Supertonic Web Example
This example demonstrates how to use Supertonic in a web browser using ONNX Runtime Web.
📰 Update News
2026.01.06 - 🎉 Supertonic 2 released with multilingual support! Now supports English (en), Korean (ko), Spanish (es), Portuguese (pt), and French (fr). Demo | Models
2025.12.10 - Added 6 new voice styles (M3, M4, M5, F3, F4, F5). See Voices for details
2025.12.08 - Optimized ONNX models via OnnxSlim now available on Hugging Face Models
2025.11.23 - Enhanced text preprocessing with comprehensive normalization, emoji removal, symbol replacement, and punctuation handling for improved synthesis quality.
2025.11.19 - Added speed control slider to adjust speech synthesis speed (default: 1.05, recommended range: 0.9-1.5).
2025.11.19 - Added automatic text chunking for long-form inference. Long texts are split into chunks and synthesized with natural pauses.
Features
- 🌐 Runs entirely in the browser (no server required for inference)
- 🚀 WebGPU support with automatic fallback to WebAssembly
- 🌍 Multilingual support: English (en), Korean (ko), Spanish (es), Portuguese (pt), French (fr)
- ⚡ Pre-extracted voice styles for instant generation
- 🎨 Modern, responsive UI
- 🎭 Multiple voice style presets (5 Male, 5 Female)
- 💾 Download generated audio as WAV files
- 📊 Detailed generation statistics (audio length, generation time)

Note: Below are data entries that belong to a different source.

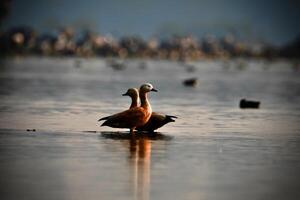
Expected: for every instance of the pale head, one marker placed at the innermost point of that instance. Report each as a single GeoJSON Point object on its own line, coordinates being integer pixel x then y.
{"type": "Point", "coordinates": [132, 92]}
{"type": "Point", "coordinates": [147, 87]}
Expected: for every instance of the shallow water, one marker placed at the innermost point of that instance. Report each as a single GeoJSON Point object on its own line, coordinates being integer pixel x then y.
{"type": "Point", "coordinates": [214, 150]}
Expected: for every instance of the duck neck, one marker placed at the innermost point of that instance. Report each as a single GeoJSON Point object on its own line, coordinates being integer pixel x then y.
{"type": "Point", "coordinates": [134, 102]}
{"type": "Point", "coordinates": [144, 102]}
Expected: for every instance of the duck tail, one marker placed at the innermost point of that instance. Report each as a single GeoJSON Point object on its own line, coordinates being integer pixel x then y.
{"type": "Point", "coordinates": [103, 118]}
{"type": "Point", "coordinates": [104, 123]}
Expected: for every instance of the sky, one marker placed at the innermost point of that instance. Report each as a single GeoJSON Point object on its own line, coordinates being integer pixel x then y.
{"type": "Point", "coordinates": [273, 21]}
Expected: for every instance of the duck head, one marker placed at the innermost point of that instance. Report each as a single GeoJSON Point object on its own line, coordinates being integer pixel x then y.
{"type": "Point", "coordinates": [132, 92]}
{"type": "Point", "coordinates": [147, 87]}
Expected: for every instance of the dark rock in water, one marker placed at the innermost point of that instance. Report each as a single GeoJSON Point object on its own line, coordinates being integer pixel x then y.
{"type": "Point", "coordinates": [249, 104]}
{"type": "Point", "coordinates": [190, 68]}
{"type": "Point", "coordinates": [117, 65]}
{"type": "Point", "coordinates": [192, 82]}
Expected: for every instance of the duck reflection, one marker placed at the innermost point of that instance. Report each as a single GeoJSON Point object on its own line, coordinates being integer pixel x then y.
{"type": "Point", "coordinates": [140, 160]}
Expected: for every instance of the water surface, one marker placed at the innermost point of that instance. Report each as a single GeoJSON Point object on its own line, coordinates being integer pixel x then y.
{"type": "Point", "coordinates": [214, 150]}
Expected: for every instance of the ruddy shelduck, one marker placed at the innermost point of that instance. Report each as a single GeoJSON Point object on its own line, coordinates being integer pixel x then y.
{"type": "Point", "coordinates": [156, 120]}
{"type": "Point", "coordinates": [133, 117]}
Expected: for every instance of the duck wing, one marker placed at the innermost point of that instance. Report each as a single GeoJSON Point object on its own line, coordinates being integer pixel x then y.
{"type": "Point", "coordinates": [126, 119]}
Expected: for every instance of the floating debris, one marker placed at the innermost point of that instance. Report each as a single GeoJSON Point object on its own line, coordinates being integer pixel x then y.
{"type": "Point", "coordinates": [78, 63]}
{"type": "Point", "coordinates": [249, 104]}
{"type": "Point", "coordinates": [190, 68]}
{"type": "Point", "coordinates": [191, 82]}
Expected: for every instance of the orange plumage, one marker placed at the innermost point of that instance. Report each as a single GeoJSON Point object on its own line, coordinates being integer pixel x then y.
{"type": "Point", "coordinates": [134, 117]}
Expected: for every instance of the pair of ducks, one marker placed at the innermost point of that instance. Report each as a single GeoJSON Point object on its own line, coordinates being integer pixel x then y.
{"type": "Point", "coordinates": [138, 117]}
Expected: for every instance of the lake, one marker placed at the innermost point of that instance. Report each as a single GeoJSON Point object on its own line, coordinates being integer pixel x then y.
{"type": "Point", "coordinates": [214, 150]}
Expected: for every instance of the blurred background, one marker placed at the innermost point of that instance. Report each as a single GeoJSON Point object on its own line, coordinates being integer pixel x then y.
{"type": "Point", "coordinates": [229, 70]}
{"type": "Point", "coordinates": [167, 29]}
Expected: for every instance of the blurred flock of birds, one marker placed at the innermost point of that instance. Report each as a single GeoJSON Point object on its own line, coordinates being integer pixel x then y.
{"type": "Point", "coordinates": [66, 42]}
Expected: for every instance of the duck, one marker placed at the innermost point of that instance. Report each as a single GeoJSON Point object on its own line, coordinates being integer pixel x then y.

- ⏱️ Real-time progress tracking
Requirements
- Node.js (for development server)
- Modern web browser (Chrome, Edge, Firefox, Safari)
Installation
- Install dependencies:
npm install
Running the Demo
Start the development server:
npm run dev
This will start a local development server (usually at http://localhost:3000) and open the demo in your browser.
Usage
- Wait for Models to Load: The app will automatically load models and the default voice style (M1)
- Select Voice Style: Choose from available voice presets
- Male 1-5 (M1-M5): Male voice styles
- Female 1-5 (F1-F5): Female voice styles
- Select Language: Choose the language that matches your input text
- English (en): Default language
- 한국어 (ko): Korean
- Español (es): Spanish
- Português (pt): Portuguese
- Français (fr): French
- Enter Text: Type or paste the text you want to convert to speech
- Adjust Settings (optional):
- Total Steps: More steps = better quality but slower (default: 5)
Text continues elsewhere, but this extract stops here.